Thanks for tapping your collective experience.

  #4   Report Post  
Lloyd Sumpter
 
Posts: n/a
Default Elec Question Water Pump & DC


I'd put my money on a corroded (or loose) connection common to the pump
and the light. Don't forget to check the ground as well as the "hot"!

Lloyd

On Wed, 13 Aug 2003 14:24:58 +0000, Jim Woodward wrote:

Something's wrong.

There are two ways to wire a water pump to deliver water when you turn
the faucet. In either case the breaker or panel switch is on all the
time:

1)The pump has a pressure switch that closes when the pressure goes
down and opens when the pump raises it 5-15 psi. If there are no
leaks, this works well. The pump will begin to run a little after you
open a faucet and stop after you close it, unless you run the faucet
very slowly, in which case it will stop sooner. With this setup, you
will get some water flow even if the pump switch is turned off,
particularly if there's an accumulator tank in the system.

2) Each faucet has a built in switch, which turns the pump on when you
open a faucet. These are typically used only on single sink boats.
There's water flow only when the pump is running.

It's also possible to have a water pump that doesn't operate on demand
-- where the switch on the panel would be the only way to turn on the
pump. This is a nuisance, but it's cheap.

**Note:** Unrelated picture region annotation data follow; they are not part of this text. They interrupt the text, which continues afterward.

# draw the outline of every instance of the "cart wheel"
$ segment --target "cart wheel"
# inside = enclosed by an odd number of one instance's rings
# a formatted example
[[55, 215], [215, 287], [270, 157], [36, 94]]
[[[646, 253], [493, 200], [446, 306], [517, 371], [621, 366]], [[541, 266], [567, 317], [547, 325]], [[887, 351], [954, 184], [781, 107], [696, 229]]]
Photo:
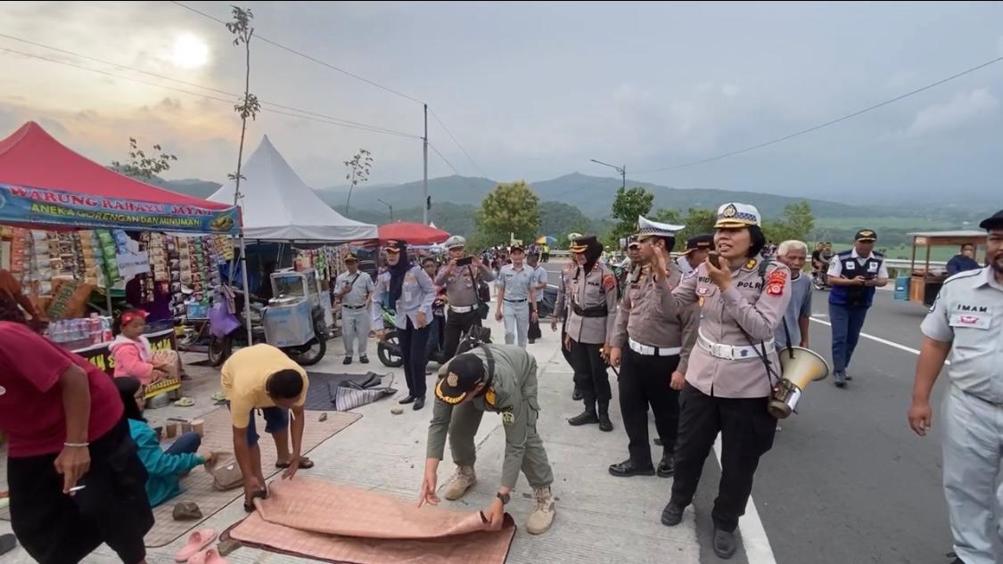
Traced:
[[213, 337], [209, 340], [209, 364], [213, 367], [218, 367], [225, 363], [227, 359], [230, 358], [230, 354], [233, 352], [234, 344], [229, 337], [224, 337], [219, 339]]

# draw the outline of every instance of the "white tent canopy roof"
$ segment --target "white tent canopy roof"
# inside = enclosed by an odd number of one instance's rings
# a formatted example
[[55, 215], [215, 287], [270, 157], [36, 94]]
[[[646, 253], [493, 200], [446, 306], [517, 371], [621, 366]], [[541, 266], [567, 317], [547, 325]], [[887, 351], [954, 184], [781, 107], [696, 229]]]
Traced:
[[[268, 135], [241, 169], [244, 237], [259, 240], [347, 241], [378, 238], [376, 225], [348, 219], [306, 185]], [[228, 181], [212, 201], [233, 203], [237, 183]]]

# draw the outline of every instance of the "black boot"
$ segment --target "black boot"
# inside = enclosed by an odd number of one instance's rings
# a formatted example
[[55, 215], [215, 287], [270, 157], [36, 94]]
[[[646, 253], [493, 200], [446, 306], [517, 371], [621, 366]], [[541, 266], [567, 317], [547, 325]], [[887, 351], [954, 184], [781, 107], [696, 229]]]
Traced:
[[579, 427], [582, 425], [592, 425], [599, 423], [599, 416], [596, 415], [596, 404], [585, 403], [585, 411], [568, 420], [568, 425]]
[[599, 403], [599, 430], [609, 433], [613, 431], [613, 422], [610, 421], [610, 403]]

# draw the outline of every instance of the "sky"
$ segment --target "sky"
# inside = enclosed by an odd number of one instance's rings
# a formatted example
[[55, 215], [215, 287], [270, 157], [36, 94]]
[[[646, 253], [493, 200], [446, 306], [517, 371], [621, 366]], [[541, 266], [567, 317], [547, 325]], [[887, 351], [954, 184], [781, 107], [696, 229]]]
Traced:
[[[231, 2], [184, 3], [230, 19]], [[242, 6], [256, 35], [426, 102], [448, 127], [429, 116], [430, 177], [617, 174], [598, 159], [675, 187], [1003, 202], [1003, 62], [788, 141], [652, 171], [1001, 57], [1003, 2]], [[124, 159], [132, 136], [178, 155], [165, 177], [223, 182], [236, 169], [244, 54], [222, 24], [171, 2], [0, 3], [0, 136], [34, 119], [101, 162]], [[420, 103], [257, 37], [250, 81], [266, 104], [409, 136], [265, 111], [245, 155], [268, 134], [315, 187], [346, 183], [360, 147], [375, 159], [372, 184], [421, 177]]]

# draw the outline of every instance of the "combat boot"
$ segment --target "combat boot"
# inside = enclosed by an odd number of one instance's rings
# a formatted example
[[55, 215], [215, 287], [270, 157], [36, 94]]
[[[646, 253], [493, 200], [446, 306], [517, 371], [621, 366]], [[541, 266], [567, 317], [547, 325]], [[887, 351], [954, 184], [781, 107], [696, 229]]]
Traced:
[[599, 430], [609, 433], [613, 431], [613, 422], [610, 421], [610, 403], [599, 403]]
[[572, 427], [581, 425], [591, 425], [599, 423], [599, 416], [596, 415], [596, 404], [586, 402], [585, 411], [568, 420]]
[[550, 486], [534, 488], [533, 497], [537, 500], [537, 509], [526, 520], [526, 532], [531, 535], [540, 535], [546, 533], [551, 528], [551, 525], [554, 523], [554, 514], [557, 513], [557, 507]]
[[457, 466], [456, 473], [442, 489], [442, 497], [449, 501], [458, 500], [476, 483], [477, 476], [473, 473], [472, 466]]

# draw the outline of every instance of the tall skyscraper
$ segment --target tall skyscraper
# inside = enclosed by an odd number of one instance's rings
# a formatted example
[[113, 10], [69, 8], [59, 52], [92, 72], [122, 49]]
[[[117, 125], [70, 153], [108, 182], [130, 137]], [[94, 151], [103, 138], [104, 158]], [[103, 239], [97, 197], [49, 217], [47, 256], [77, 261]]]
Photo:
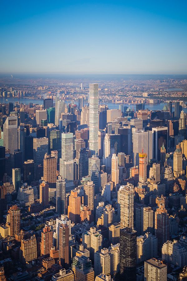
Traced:
[[147, 180], [147, 154], [139, 153], [139, 181], [144, 183]]
[[59, 260], [60, 264], [64, 268], [68, 268], [70, 264], [69, 254], [69, 227], [65, 223], [62, 223], [59, 229]]
[[40, 203], [43, 206], [49, 205], [49, 185], [44, 180], [40, 185]]
[[56, 106], [55, 105], [55, 124], [56, 126], [59, 125], [59, 120], [61, 118], [61, 113], [65, 112], [65, 103], [64, 101], [58, 101]]
[[159, 161], [161, 148], [163, 144], [167, 152], [168, 128], [167, 127], [157, 127], [152, 128], [153, 134], [153, 158]]
[[69, 205], [68, 207], [68, 216], [69, 219], [75, 223], [80, 222], [80, 197], [77, 191], [72, 190], [69, 196]]
[[150, 207], [144, 207], [143, 210], [143, 231], [144, 234], [146, 232], [150, 232], [153, 234], [154, 211]]
[[47, 119], [47, 111], [46, 109], [36, 110], [36, 121], [37, 125], [41, 125], [41, 121]]
[[56, 211], [60, 214], [65, 214], [65, 181], [59, 176], [56, 181]]
[[66, 192], [70, 192], [74, 186], [73, 183], [73, 134], [62, 134], [61, 157], [60, 159], [60, 175], [66, 180]]
[[44, 180], [50, 187], [55, 187], [56, 172], [56, 159], [46, 153], [44, 159]]
[[120, 273], [123, 280], [136, 280], [136, 234], [130, 227], [120, 230]]
[[175, 118], [179, 119], [180, 117], [180, 101], [175, 102]]
[[53, 247], [53, 231], [47, 225], [43, 229], [41, 233], [41, 254], [44, 258], [49, 256], [50, 250]]
[[186, 114], [182, 110], [179, 120], [179, 134], [184, 136], [185, 138], [186, 135]]
[[147, 161], [152, 159], [152, 133], [151, 131], [133, 132], [133, 165], [139, 164], [139, 153], [142, 148], [147, 155]]
[[118, 213], [124, 227], [134, 228], [133, 186], [131, 184], [121, 185], [117, 192]]
[[21, 125], [18, 129], [18, 148], [22, 154], [22, 163], [25, 159], [25, 140], [26, 136], [26, 129]]
[[45, 154], [48, 153], [47, 138], [34, 138], [33, 139], [34, 161], [36, 165], [43, 165]]
[[3, 125], [3, 146], [9, 150], [10, 157], [6, 160], [6, 172], [10, 174], [14, 168], [14, 153], [17, 151], [17, 117], [9, 116]]
[[164, 243], [170, 237], [169, 215], [164, 204], [156, 209], [155, 215], [155, 233], [158, 238], [158, 249], [161, 249]]
[[11, 207], [8, 211], [10, 215], [10, 233], [11, 236], [15, 237], [15, 235], [20, 232], [20, 210], [17, 205]]
[[89, 85], [89, 149], [92, 155], [98, 153], [98, 84]]
[[95, 185], [93, 181], [87, 181], [84, 185], [84, 203], [86, 206], [89, 207], [90, 210], [93, 212], [94, 207], [94, 196], [95, 195]]
[[114, 186], [119, 183], [118, 157], [115, 154], [113, 154], [112, 158], [112, 181], [114, 183]]
[[12, 182], [14, 189], [18, 191], [21, 184], [21, 171], [19, 168], [12, 169]]

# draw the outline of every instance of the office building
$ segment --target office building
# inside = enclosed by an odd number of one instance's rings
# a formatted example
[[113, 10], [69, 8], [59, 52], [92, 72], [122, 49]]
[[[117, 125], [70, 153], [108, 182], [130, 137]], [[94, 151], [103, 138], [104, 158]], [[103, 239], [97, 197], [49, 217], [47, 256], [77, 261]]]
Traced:
[[59, 260], [63, 268], [68, 268], [69, 266], [69, 227], [65, 223], [62, 223], [59, 226]]
[[88, 181], [84, 185], [84, 203], [88, 206], [89, 210], [94, 211], [94, 196], [95, 195], [95, 185], [92, 181]]
[[175, 119], [179, 119], [180, 118], [180, 101], [175, 101]]
[[58, 101], [56, 106], [55, 105], [55, 124], [59, 126], [59, 120], [61, 118], [61, 113], [65, 112], [65, 105], [64, 101]]
[[98, 84], [89, 85], [89, 147], [92, 155], [98, 153]]
[[176, 148], [173, 155], [173, 175], [179, 177], [184, 174], [182, 169], [182, 154], [180, 148]]
[[36, 165], [43, 165], [43, 160], [46, 153], [48, 153], [48, 139], [39, 138], [33, 139], [33, 156], [34, 162]]
[[113, 154], [112, 158], [112, 181], [115, 186], [119, 183], [118, 157], [115, 154]]
[[14, 190], [18, 191], [21, 184], [21, 170], [19, 168], [12, 169], [12, 183]]
[[56, 186], [56, 159], [46, 153], [44, 159], [43, 179], [50, 187]]
[[139, 181], [144, 183], [147, 180], [147, 154], [144, 153], [139, 153]]
[[161, 148], [163, 144], [167, 152], [168, 128], [167, 127], [157, 127], [152, 128], [153, 134], [153, 158], [160, 161]]
[[89, 231], [83, 234], [82, 239], [83, 245], [89, 251], [90, 258], [94, 261], [95, 253], [102, 248], [103, 235], [93, 227]]
[[161, 204], [155, 213], [155, 234], [158, 238], [158, 249], [170, 237], [169, 215], [164, 204]]
[[134, 228], [134, 186], [121, 185], [117, 192], [118, 214], [124, 227]]
[[144, 207], [143, 210], [143, 231], [144, 234], [150, 232], [153, 234], [154, 232], [153, 223], [154, 211], [150, 207]]
[[60, 159], [60, 175], [66, 180], [66, 192], [70, 192], [74, 186], [73, 161], [73, 134], [62, 134], [61, 157]]
[[144, 263], [144, 278], [146, 281], [167, 281], [166, 265], [154, 258], [146, 261]]
[[37, 245], [35, 235], [30, 239], [21, 240], [21, 260], [26, 263], [37, 258]]
[[136, 234], [130, 227], [120, 230], [120, 273], [124, 280], [136, 280]]
[[15, 237], [16, 234], [20, 232], [20, 210], [17, 205], [11, 207], [8, 211], [10, 216], [10, 234], [11, 236]]
[[44, 180], [40, 185], [40, 203], [44, 207], [49, 205], [49, 188]]
[[65, 214], [65, 181], [59, 176], [56, 183], [56, 211], [60, 214]]
[[10, 154], [6, 161], [6, 172], [10, 175], [14, 167], [14, 153], [18, 149], [17, 117], [7, 117], [3, 125], [3, 146]]
[[46, 109], [36, 110], [36, 121], [37, 125], [41, 125], [41, 120], [47, 119], [47, 111]]
[[50, 107], [52, 107], [53, 105], [53, 100], [52, 99], [44, 99], [44, 109], [48, 109]]
[[41, 233], [41, 254], [44, 258], [49, 256], [50, 251], [53, 247], [53, 231], [49, 226], [43, 229]]
[[76, 281], [94, 281], [94, 271], [89, 258], [76, 256], [73, 259], [71, 268]]
[[49, 107], [47, 109], [47, 118], [48, 123], [55, 124], [55, 107]]
[[103, 156], [104, 152], [104, 141], [106, 133], [103, 130], [98, 131], [98, 149], [99, 157], [101, 158]]
[[26, 135], [26, 129], [24, 126], [19, 126], [18, 129], [18, 148], [19, 151], [21, 151], [22, 155], [22, 163], [25, 159], [25, 137]]
[[133, 132], [133, 165], [139, 164], [139, 153], [142, 148], [147, 155], [147, 161], [153, 158], [152, 133], [151, 131]]
[[80, 222], [80, 197], [77, 192], [71, 191], [69, 196], [69, 205], [68, 207], [68, 216], [69, 219], [75, 224]]
[[157, 257], [157, 244], [156, 236], [149, 232], [137, 237], [137, 263]]

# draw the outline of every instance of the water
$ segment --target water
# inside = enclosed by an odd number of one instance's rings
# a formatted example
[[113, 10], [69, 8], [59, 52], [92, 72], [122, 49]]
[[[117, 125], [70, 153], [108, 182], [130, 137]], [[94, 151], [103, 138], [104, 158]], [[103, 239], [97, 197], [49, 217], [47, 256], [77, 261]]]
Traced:
[[[7, 100], [7, 101], [6, 101]], [[15, 101], [19, 101], [20, 103], [22, 103], [25, 104], [28, 104], [30, 102], [32, 102], [33, 104], [43, 104], [43, 100], [36, 100], [32, 99], [24, 98], [7, 98], [0, 97], [0, 103], [8, 103], [9, 102], [13, 102], [13, 104]], [[70, 103], [70, 101], [66, 101], [65, 103], [68, 104]], [[75, 101], [75, 103], [78, 104], [78, 101]], [[109, 109], [119, 109], [119, 106], [120, 103], [114, 103], [113, 102], [105, 102], [105, 104], [107, 105]], [[149, 104], [145, 105], [145, 109], [147, 108], [151, 110], [162, 110], [164, 105], [167, 104], [167, 103], [164, 103], [158, 104]], [[136, 108], [136, 105], [125, 104], [124, 105], [131, 108], [135, 109]], [[183, 110], [185, 113], [187, 113], [187, 108], [183, 108]], [[173, 108], [173, 111], [174, 111], [174, 108]]]

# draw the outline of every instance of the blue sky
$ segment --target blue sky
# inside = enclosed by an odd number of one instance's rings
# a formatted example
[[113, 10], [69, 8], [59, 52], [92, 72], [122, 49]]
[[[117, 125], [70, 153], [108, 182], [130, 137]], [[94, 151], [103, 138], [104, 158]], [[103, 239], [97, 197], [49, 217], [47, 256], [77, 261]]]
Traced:
[[0, 72], [187, 73], [186, 1], [2, 1]]

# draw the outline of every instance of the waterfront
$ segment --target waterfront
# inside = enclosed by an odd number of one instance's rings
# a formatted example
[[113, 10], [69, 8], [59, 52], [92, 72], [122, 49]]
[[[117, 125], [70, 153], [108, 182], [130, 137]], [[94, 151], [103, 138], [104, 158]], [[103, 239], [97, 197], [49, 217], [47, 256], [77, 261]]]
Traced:
[[[7, 100], [6, 101], [6, 100]], [[43, 104], [43, 100], [37, 100], [33, 99], [29, 99], [24, 98], [5, 98], [4, 97], [0, 97], [0, 103], [8, 103], [9, 102], [13, 102], [14, 104], [14, 103], [16, 101], [19, 101], [20, 103], [22, 103], [25, 104], [28, 104], [30, 102], [32, 102], [33, 104]], [[71, 102], [70, 101], [66, 101], [65, 103], [66, 104], [70, 103]], [[78, 101], [75, 101], [75, 103], [78, 104]], [[105, 103], [106, 105], [108, 106], [109, 109], [118, 109], [119, 106], [120, 104], [120, 103], [115, 103], [113, 102], [106, 102]], [[85, 104], [86, 105], [87, 104]], [[148, 109], [151, 110], [162, 110], [165, 104], [167, 104], [167, 103], [162, 103], [158, 104], [145, 104], [145, 109]], [[136, 104], [124, 104], [124, 105], [126, 106], [130, 107], [132, 109], [136, 109]], [[183, 110], [185, 113], [187, 113], [187, 108], [183, 108]], [[174, 110], [174, 108], [173, 108], [173, 111]]]

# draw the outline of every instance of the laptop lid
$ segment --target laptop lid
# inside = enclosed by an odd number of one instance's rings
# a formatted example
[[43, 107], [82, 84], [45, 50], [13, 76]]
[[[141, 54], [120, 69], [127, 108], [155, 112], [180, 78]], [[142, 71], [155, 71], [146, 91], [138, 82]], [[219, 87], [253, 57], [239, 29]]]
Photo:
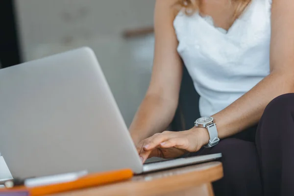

In any case, the pump will pull down the voltage a little, but not as
far as 10.5 or 11 volts. This suggests one of the following:

1) A dead or dying battery. This is unlikely if the battery starts the
engine OK.

2) A pump that is clogged or otherwise not running freely, that is
therefore drawing a lot of current.

3) A loose wire at the battery or on the battery side of the panel.
This would show low voltage even though the battery is fine.

4) A short somewhere.

#2 or #4 should blow the fuse or circuit breaker -- in fact, enough
draw to pull a good battery down that far had better blow the
protection, because it will otherwise cause a fire.

The basic diagnostic tool is a voltmeter (a cheap DVM from Radio Shack
will do fine). Measure from plus to minus (usually red to black on
older boats, red to yellow on very new ones), with the pump running,
at the pump, on both sides of the pump switch, at the panel, and at
the battery (actually stick it on the terminals, not on the wires).

Jim Woodward
www.mvfintry.com


wrote in message . ..
Is this "normal" or unusual ?

In my cruisers cabin, the dc system consists of 1 light, pump for
demand water, and cd player. There is a separate 12 ga line back to
the battery for the cd player (installed by previous owner) and the
light and pump are wired I assume as original.

I replaced the small 12v fixture with a 18w fluorescent fixture. cd is
hooked up as before. however, when the pump is turned on the light
dims and the voltage drops to 10.5 or 11 vdc.

Is this indicative of a short or too many things on that circuit or
does this demand pump really draw that much ? I think, from looking at
the pump switch, that you only turn it off in "emergency" and leave it
on all the time to keep the system pressurized ? Is that right ? When
the switch is off there is no running water. Does that mean it is not
working right , (keeping the system under pressure) or is that really
the way it works ? If you are supposed to only turn it on when you
need water, then it makes sense that it draws so much on that circuit
since it is only used "on demand" and not always on.

What am I missing ?

Thanks for tapping your collective experience.